Plastic baby bottles might have to go the way of asbestos and lead, an expert says, after the discovery bottle-fed babies could be drinking millions of fragments of microplastic every day.
Scientists in Australia tested bottles made of polypropylene-based plastics, which are generally considered safe to use in food packaging. They're heat-resistant - a necessity when it comes to preparing milk for a baby - and often used for items meant to be microwaved.
Polypropylene's also become widely used because it doesn't contain BPA, a chemical that was phased out about 10 to 15 years ago by most manufacturers after it was discovered to cause chromosomal abnormalities.
The testing found the bottles leeched microplastics, particularly after being heated to the kinds of temperatures needed for sterilisation.
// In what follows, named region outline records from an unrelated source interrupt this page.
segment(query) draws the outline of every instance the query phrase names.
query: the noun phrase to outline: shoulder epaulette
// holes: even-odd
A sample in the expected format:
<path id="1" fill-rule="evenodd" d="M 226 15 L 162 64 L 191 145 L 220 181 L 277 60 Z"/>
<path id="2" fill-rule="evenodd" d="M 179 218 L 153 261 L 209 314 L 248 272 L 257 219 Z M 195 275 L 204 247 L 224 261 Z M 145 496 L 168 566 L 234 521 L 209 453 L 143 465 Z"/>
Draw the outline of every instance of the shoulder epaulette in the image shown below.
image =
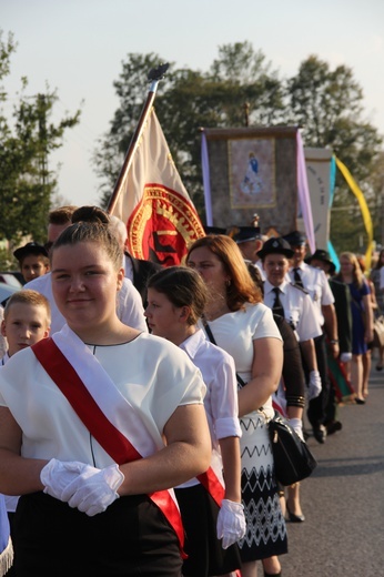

Each day, bottle-fed babies are likely consuming 2-3 million particles a day, the researchers found - about 16 million per litre of milk.
"Infant exposure to microplastics is higher than was previously recognised," the study, published in journal Nature Food, says, highlighting "an urgent need to assess whether exposure to microplastics at these levels poses a risk to infant health".
"It's probably not a surprise," University of Canterbury scientist Sally Gaw told The AM Show on Tuesday.
"There's been a lot of focus on the wider environment - what's in the marine environment, what's in our rivers - now some of us are starting to come back a little bit closer and look at what people are exposed to in their everyday lives."
The good news - if it can be called that - is that it's not clear if microplastics alone are bad for us.
"The honest answer is, we don't know," said Dr Gaw. "That's part of the problem - as we get better and better at finding microplastics in the environment, we're going to find them everywhere and there's going to be more research needed to try and understand what the impacts are."
Last year, researchers in Canada found tea drinkers were also consuming polypropylene particles - potentially billions in every cup, leaching from the bags.
"Plastics are found in people," said Dr Gaw. "There have been some horrendous studies I'm glad someone else has done, where they've looked at human waste - basically taken poo samples - and seen that yes, people are being exposed to plastics and they're passing through people.
"There is concern about whether plastics will then be able to move around in the body... and do some damage."
Prior studies have found microplastics can have adverse effects on marine life, and microplastics eventually degrade into even tinier nanoplastics, which are small enough to perhaps directly interfere with cells or cross the blood-brain barrier.
Dr Gaw said with little still known about the effects of microplastics on the human body, parents shouldn't panic.
"Follow the manufacturers' instructions and midwives' instructions about how to sterilise them, don't use ones that are broken or damaged - that's probably the best course of action."
As the science improves, Dr Gaw says it's likely we'll change how we use plastics.
"Plastic is a very, very useful material that we use in our everyday lives - but... we're going to have to decide which uses are sensible, which uses are not sensible, when we want to use them, how we want to use them and particularly which types of plastic we want to use... We've done this before with other materials - think of asbestos - widely used, now not widely used."